It’s a month to go until the Qualifiers for the 35th America’s Cup begin and all the teams are now based out here in Bermuda.
We have yet to all line up against each other on the water, but this week on shore all the six nations contending for the America’s Cup, and ACEA – the America’s Cup Event Authority, came together in a joint effort to highlight an important environmental issue here on the island – the invasive lionfish.
Lionfish are rapidly expanding their range in the Caribbean and Atlantic and have recently been found in Italy.

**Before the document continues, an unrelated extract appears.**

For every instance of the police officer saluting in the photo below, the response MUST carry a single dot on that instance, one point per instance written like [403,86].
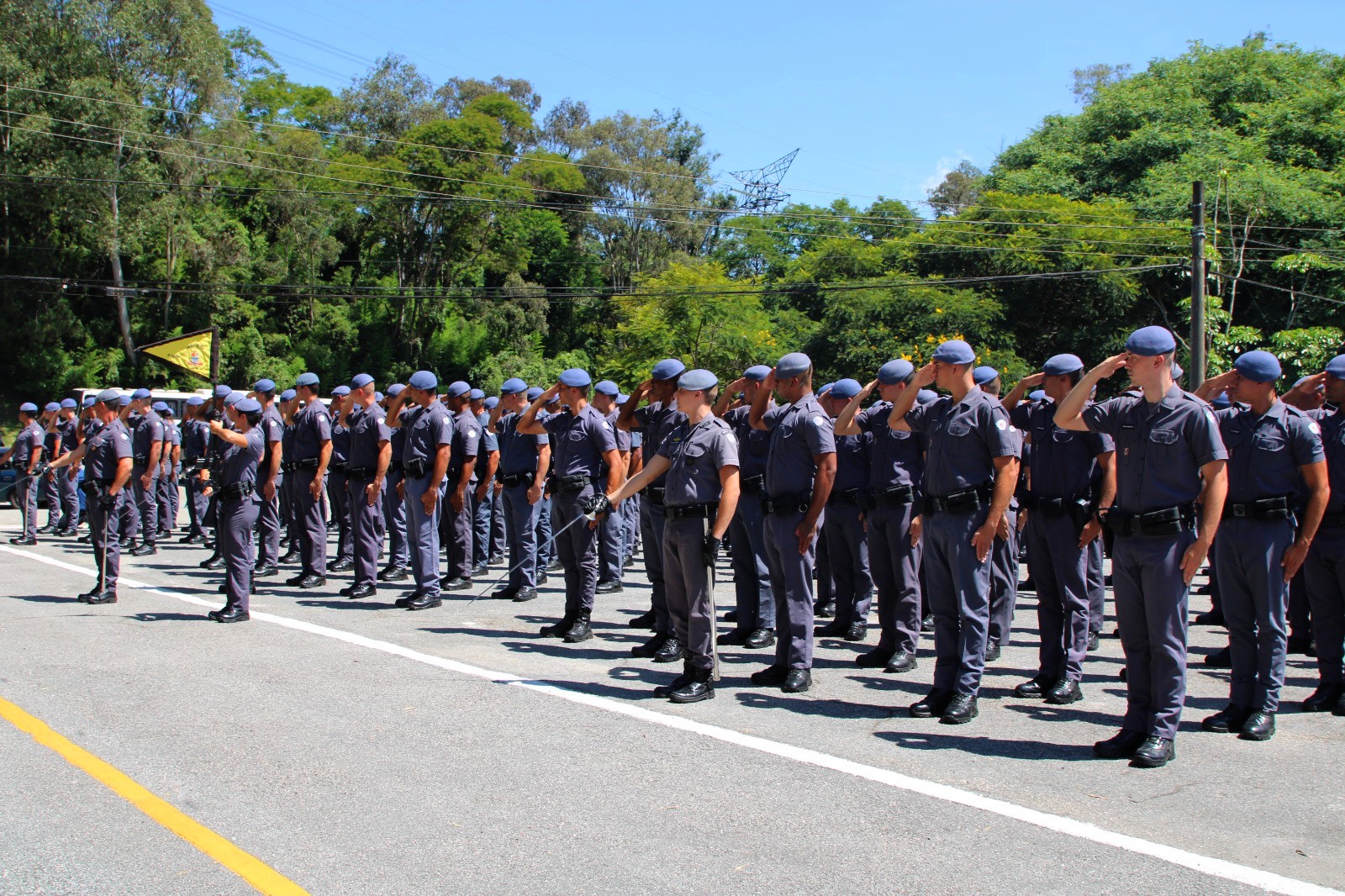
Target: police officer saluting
[1169,459]
[701,461]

As they have no natural predators, and a female can spawn up to 30,000 eggs every 3-4 days – as well as consuming 20 fish in 30 minutes – they are dominating world’s oceans.
To raise an awareness of the issue and put focus on lionfish as a sustainable and delectable seafood choice, the team’s exclusive sustainability partner, 11th Hour Racing, hosted the #EatLionfish Chefs’ Throwdown event, at the Commissioner’s House at the National Museum of Bermuda, Royal Naval Dockyard.
It was a very much a Masterchef style cook off – and all the chefs involved are committed to working sustainability within their own nations. Heading up the group was Rob Ruiz – who was also raising the flag for OTUSA, joining him was Gael Orieux (France, Groupama Team France), Taichi Kitamura (Japan, SoftBank Team Japan), Annabel Langbein (New Zealand, Emirates Team New Zealand), Christofer Ekman (Sweden, Artemis Racing) and representing us, the Brits, was Chris Kenney, Head Chef on Richard Branson’s Necker Island.
My wife Georgie and I have visited Necker, and they have the same concerns with the lionfish and the health of their coral reefs, so were keen to get involved and support.
Back in the UK, Hugh Fearnley-Whittingstall is helping to raise awareness of lionfish as a tasty, sustainable food source. He’s supported our lionfish legacy project by creating a special recipe from his famous River Cottage HQ (see below).
There’s some technology involved with tackling the issue too, a group of local Bermudian scientists and conservationists, Robots in Service of the Environment (RSE) showed us their inventive way to try and beat them – a robot prototype designed to stun and capture the fish at depths that human divers rarely reach. Some of the team have their permits to cull lionfish, but as it is such a widespread issue, you really need some support.
Change comes with the power of partnerships and as we get closer to the Cup, the competition will heat up but making our oceans – our playgrounds – better is something we all agree on.
We need the help of the fans and supporters and encourage everyone to do one thing to make a difference. For us on Earth Day 2017 it’s to #EatLionfish.